A `tree:view` triple MAY be present on the event stream to the current page `<>`.
A current page `<>` has 0 or more `tree:relation` properties to relations.
This page MAY also have `ldes:immutable true` attached to it.
The default value is false. If it is not immutable, this SHOULD NOT be made explicit using a `false` value.
## Relations ## {#relations}
Relations in LDES are used to describe how pages or nodes are connected within the event stream. Each relation is represented using the `tree:relation` property and SHOULD specify its type and relevant properties.

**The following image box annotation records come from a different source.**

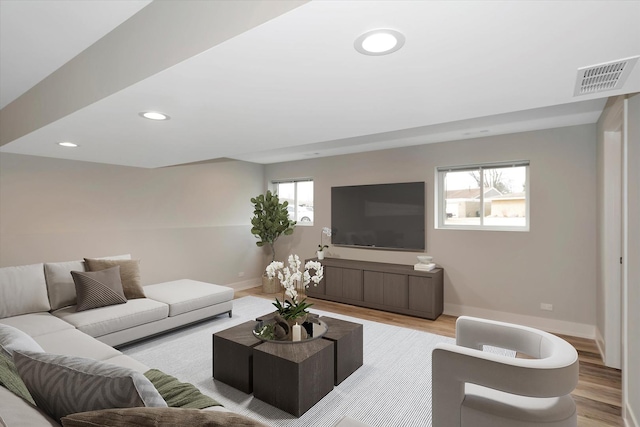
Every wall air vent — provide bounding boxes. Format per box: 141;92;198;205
573;56;639;96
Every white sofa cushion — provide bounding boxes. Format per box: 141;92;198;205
13;351;167;420
35;329;122;360
44;261;86;310
0;312;75;337
53;298;169;337
144;279;233;317
104;354;149;374
0;264;51;319
0;324;44;357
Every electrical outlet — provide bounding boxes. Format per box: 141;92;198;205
540;302;553;311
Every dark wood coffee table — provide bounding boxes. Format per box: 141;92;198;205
213;315;363;417
253;339;334;417
213;322;263;394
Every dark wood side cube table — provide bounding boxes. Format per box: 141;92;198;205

On all relations, exactly one `tree:node` MUST be present. The object MUST be an IRI.
In case it is typed a `tree:GreaterThanRelation`, `tree:LessThanRelation`, `tree:EqualToRelation`, `tree:LessThanOrEqualToRelation`, or `tree:GreaterThanOrEqualToRelation`, each of these relations MUST specify exactly one `tree:path` (a [[!SHACL]] path) and `tree:value`.
For chronological views, you SHOULD use the same `tree:path` as the `ldes:timestampPath`. For time windows, publish both lower- and upper-bound relations to the same node; clients combine relations to the same node using logical AND. Avoid orphan relations and overlapping intervals that cause ambiguous traversal.
If a relation type isn’t understood by clients (e.g., a geospatial relation), provide an ordering-compatible path elsewhere so ordered clients can still discover early members.